Esse projeto tendo sido vetado, foi substituído por outro, em que a área abrigaria um cemitério/parque infantil. (…) Uma produtora cinematográfica ítalo-brasileira pediu autorização para rodar algumas cenas no parque da Chácara. O filme era Yallis, a flor selvagem, com Vanja Orico como protagonista.
E, apesar do roteiro rocambolesco centrado em um grupo de antropólogos em expedição a Moana, cidade perdida e ligação entre as culturas inca e marajoara, as cenas para as quais precisavam da mata eram só enfrentamentos entre animais. Vi um pobre quati em pânico sendo lançado várias vezes contra uma jiboia que, bem alimentada, nem pensava em esmagá-lo como desejavam os cineastas. (…)
Outra filmagem foi feita no parque. Desta vez, transportaram para um gramado a casa tipo Tarzan que Arduíno e eu havíamos feito na beira de um dos lagos. Nem pediram licença. O filme chamava-se “Jangada” e não chegou a ser exibido.
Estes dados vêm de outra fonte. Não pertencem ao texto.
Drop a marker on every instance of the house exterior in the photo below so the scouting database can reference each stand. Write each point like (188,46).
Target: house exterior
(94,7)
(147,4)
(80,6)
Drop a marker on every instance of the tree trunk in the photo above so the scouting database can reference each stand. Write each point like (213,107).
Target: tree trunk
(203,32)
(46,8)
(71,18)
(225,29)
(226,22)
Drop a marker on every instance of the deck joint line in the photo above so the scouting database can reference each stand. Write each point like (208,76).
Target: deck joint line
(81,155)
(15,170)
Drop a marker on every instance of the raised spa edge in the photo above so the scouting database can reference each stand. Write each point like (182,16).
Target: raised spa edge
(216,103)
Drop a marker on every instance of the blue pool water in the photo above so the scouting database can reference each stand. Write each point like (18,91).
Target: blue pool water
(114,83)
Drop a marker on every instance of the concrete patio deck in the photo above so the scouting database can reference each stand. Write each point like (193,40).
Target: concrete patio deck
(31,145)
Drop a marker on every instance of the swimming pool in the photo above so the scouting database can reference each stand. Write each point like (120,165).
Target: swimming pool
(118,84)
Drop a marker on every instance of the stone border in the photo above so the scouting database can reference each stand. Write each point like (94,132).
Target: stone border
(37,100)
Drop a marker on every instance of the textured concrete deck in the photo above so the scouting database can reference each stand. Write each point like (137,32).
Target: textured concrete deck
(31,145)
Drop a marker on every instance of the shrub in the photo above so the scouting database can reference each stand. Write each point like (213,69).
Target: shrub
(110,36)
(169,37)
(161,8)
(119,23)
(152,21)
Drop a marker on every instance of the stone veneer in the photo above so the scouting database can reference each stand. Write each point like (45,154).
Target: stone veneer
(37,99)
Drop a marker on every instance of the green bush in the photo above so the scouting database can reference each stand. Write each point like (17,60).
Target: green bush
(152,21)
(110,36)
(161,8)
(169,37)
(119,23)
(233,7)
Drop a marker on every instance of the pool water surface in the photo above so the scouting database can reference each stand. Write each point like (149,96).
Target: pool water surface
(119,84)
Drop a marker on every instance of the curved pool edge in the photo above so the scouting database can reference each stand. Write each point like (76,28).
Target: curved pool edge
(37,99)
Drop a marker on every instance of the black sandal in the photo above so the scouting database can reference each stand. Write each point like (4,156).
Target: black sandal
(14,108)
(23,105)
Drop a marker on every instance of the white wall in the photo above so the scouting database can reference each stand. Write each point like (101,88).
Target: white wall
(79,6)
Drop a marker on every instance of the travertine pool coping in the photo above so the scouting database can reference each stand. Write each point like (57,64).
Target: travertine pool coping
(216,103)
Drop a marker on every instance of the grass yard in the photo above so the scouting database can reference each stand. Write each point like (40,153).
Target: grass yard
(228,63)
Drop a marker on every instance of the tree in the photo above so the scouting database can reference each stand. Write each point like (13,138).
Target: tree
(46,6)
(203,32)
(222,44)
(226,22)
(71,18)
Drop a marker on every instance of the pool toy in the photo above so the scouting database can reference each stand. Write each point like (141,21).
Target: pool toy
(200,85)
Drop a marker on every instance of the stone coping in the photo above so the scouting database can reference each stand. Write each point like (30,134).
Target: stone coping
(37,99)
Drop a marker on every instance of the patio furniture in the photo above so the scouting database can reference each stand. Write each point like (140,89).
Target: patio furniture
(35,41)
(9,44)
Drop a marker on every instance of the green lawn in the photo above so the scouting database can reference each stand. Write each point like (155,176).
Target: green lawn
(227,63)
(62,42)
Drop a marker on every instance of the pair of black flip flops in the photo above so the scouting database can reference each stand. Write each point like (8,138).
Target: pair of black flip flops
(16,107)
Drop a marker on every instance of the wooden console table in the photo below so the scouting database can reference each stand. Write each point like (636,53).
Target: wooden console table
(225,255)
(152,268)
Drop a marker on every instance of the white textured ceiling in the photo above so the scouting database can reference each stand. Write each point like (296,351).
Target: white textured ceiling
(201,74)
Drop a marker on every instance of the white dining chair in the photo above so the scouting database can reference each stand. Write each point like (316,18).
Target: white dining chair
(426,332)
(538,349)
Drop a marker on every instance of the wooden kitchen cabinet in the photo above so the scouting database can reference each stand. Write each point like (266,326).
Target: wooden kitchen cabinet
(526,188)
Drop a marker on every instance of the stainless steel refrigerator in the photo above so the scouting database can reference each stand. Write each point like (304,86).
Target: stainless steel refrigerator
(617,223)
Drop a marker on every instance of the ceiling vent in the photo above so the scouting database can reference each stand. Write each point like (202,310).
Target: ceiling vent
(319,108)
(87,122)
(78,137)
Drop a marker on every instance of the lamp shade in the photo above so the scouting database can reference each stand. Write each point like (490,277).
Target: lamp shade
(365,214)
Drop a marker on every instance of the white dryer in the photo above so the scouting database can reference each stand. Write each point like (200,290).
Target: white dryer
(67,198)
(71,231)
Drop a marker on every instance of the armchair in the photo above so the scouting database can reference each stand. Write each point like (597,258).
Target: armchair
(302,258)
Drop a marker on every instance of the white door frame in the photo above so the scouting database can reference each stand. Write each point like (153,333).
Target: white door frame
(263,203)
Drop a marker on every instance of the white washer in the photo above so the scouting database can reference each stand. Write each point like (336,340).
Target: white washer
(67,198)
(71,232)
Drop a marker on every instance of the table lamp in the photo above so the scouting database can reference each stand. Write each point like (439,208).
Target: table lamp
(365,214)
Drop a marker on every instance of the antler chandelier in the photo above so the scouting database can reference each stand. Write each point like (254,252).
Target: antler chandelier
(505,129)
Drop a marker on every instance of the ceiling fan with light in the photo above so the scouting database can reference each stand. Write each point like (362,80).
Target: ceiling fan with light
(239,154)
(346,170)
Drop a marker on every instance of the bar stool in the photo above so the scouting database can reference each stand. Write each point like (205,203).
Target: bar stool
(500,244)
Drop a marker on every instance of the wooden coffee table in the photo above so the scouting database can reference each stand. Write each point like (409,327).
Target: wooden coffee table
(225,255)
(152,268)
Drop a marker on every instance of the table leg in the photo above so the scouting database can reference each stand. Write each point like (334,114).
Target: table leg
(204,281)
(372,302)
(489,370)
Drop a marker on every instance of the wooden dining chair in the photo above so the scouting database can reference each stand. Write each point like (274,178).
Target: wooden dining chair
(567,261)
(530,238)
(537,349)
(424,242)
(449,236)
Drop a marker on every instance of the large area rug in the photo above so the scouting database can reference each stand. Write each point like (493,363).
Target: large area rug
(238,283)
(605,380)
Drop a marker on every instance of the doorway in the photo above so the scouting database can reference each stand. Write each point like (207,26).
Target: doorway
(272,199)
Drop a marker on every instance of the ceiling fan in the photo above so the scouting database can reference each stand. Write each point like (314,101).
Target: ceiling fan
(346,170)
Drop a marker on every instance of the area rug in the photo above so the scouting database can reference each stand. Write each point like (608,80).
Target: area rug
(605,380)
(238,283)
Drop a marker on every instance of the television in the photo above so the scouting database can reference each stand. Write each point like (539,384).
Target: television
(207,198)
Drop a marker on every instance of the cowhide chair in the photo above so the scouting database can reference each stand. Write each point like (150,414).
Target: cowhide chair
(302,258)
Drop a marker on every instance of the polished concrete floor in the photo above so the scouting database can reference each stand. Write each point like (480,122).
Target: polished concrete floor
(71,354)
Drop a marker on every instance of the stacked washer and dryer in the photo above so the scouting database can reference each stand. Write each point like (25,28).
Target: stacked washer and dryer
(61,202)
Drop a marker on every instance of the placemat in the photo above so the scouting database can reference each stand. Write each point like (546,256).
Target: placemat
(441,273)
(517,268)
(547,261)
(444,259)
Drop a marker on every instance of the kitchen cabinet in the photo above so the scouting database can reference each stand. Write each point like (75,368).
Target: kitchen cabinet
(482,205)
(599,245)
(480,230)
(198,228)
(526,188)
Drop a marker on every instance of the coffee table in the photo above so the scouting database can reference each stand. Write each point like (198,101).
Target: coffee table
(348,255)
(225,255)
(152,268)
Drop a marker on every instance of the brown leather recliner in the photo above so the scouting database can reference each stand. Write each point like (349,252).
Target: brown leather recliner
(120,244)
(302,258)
Não sei em que ponto da filmagem, um incêndio destruiu a película, e a jangada afundou.”
Quando criança, eu pedia que minha mãe me levasse ao Parque para ver se eu conseguia flagrar alguma gravação do “Sítio do Pica-pau Amarelo”. As cenas de mata, lago e cachoeira eram feitas lá, e eu era louco pelo Pedrinho.
Mais velho, em 1982, assisti no pátio do palacete à histórica montagem de “A Tempestade”, de William Shakespeare, com Miguel Falabella e Maria Padilha mergulhando de cabeça na piscina/implúvio para o encontro amoroso debaixo d´água.
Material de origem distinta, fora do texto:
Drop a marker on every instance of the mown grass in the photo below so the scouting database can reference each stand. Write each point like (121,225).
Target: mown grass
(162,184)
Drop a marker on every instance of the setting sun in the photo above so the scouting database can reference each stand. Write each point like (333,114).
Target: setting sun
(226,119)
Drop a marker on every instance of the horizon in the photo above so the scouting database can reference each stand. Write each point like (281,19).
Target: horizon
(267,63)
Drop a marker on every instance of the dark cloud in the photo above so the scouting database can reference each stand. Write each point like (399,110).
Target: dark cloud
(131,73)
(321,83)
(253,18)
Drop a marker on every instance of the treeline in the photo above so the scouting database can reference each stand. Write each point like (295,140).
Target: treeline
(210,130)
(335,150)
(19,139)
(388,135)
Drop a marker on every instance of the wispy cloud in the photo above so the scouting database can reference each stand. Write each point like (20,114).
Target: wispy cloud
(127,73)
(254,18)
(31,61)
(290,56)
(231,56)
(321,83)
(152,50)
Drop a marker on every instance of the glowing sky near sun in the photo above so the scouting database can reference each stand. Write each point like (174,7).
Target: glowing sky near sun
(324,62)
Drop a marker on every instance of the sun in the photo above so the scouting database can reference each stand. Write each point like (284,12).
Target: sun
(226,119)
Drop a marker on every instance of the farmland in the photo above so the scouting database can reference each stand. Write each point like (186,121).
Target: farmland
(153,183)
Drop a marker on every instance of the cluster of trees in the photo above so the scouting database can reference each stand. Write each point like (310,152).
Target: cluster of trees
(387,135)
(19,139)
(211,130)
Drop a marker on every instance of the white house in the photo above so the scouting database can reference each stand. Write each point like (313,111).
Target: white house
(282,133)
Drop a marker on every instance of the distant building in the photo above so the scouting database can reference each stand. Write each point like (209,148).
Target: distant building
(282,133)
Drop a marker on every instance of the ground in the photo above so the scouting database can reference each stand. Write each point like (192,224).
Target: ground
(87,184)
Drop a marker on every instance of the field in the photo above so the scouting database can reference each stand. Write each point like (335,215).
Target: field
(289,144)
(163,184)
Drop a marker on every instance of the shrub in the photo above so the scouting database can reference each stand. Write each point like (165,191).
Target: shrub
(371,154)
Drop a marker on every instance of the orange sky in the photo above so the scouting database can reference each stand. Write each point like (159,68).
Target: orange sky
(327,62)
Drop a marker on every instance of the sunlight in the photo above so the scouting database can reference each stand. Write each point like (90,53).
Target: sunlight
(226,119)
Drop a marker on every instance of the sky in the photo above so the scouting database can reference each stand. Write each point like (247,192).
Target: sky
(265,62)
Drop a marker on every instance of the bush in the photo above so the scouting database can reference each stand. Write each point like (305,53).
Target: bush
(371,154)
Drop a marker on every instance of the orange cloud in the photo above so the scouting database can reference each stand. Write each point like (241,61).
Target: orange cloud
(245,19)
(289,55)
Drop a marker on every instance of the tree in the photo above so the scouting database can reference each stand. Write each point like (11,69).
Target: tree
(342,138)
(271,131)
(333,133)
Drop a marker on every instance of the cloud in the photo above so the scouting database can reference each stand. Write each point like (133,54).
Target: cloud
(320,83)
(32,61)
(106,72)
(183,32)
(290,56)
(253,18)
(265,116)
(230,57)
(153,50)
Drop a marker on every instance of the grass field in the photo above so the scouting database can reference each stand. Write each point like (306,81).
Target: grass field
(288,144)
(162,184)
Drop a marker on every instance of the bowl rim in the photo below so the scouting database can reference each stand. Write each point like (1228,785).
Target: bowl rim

Em 1994, assisti ao “Hamlet” do grupo Oficina e lembro de Zé Celso flanando pelas áreas sombrias sob os arcos enquanto se desenrolava o longo espetáculo de 4 horas de duração como um espectro vigiando o público e por vezes interagindo conosco.
O palacete serviu também de cenário aos filmes “Terra em Transe”, de Glauber Rocha, e “Macunaíma”, de Joaquim Pedro de Andrade.
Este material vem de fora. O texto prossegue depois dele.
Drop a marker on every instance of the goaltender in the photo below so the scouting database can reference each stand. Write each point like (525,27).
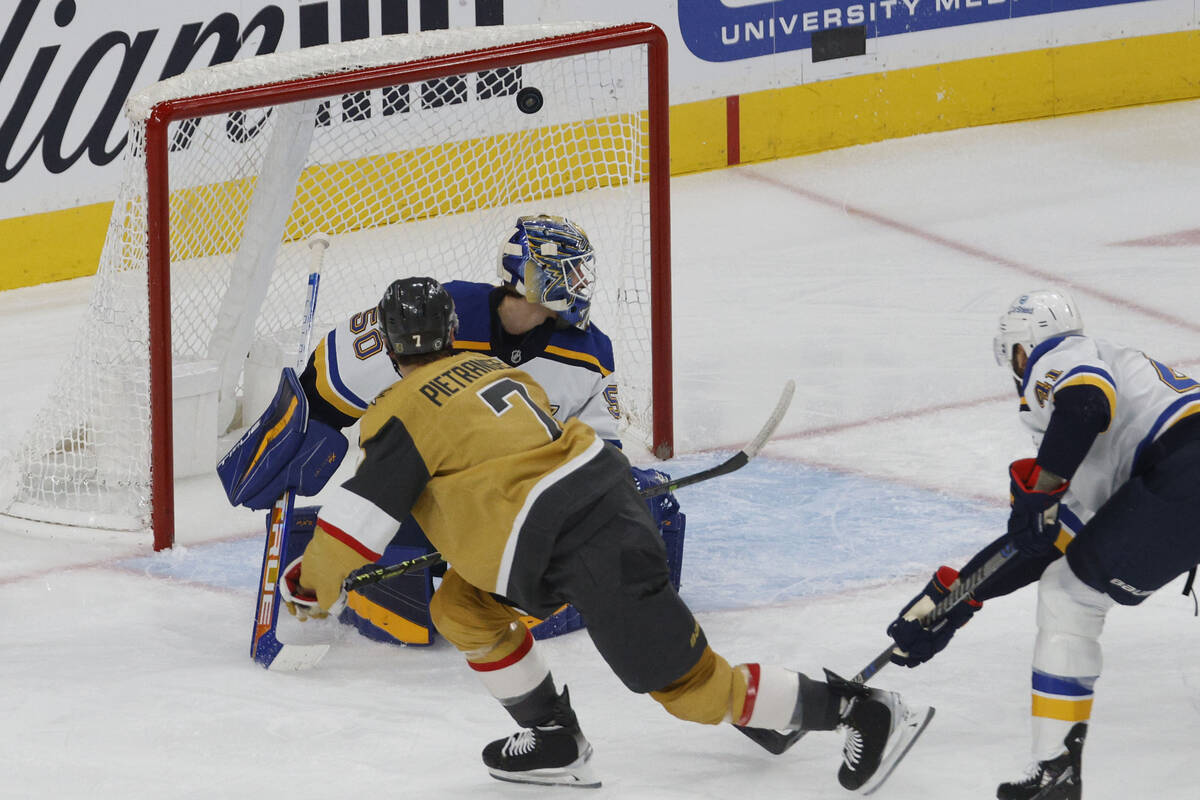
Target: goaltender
(533,513)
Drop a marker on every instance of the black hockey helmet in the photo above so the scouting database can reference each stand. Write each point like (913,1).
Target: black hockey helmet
(417,316)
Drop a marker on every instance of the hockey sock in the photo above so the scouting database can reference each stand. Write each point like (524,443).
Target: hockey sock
(817,708)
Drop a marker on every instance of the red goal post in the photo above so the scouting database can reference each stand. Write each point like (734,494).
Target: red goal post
(573,50)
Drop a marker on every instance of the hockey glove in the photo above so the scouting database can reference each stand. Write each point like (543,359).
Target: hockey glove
(301,602)
(916,644)
(1033,522)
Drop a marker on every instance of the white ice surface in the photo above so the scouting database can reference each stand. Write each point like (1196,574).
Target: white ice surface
(871,275)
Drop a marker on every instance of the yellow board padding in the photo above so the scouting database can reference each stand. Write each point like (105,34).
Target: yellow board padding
(53,246)
(399,627)
(775,124)
(1051,708)
(1008,88)
(699,137)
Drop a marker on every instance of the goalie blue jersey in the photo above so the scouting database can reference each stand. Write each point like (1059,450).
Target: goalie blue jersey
(351,367)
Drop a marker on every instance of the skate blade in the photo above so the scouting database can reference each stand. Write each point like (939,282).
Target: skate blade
(911,727)
(577,774)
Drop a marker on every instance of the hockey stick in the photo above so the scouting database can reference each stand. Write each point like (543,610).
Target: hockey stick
(738,459)
(365,578)
(264,644)
(778,741)
(957,594)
Mais recentemente, participei como autor da montagem do espetáculo “Shakesparque” em que cenas extraídas de suas peças eram interrompidas por uma banda que executava os sonetos shakespearianos em versão musicada. A mim coube escrever as cenas de ligação que funcionavam como uma espécie de entreatos.
No lançamento do livro de Nélson Motta “Noites Cariocas” a festa foi lá, com a piscina vazia do pátio servindo de pista de dança, e foi muito bom poder abrir as asas e soltar as feras e cair na gandaia e entrar naquele espaço tantas vezes visitado.
Viver para lembrar: é para isso que serve. E sem medo do que virá, como nesta máxima de Marina Colasanti:
“Viver o presente, puxar os remos para dentro do barco e deixar a correnteza fazer o seu serviço.”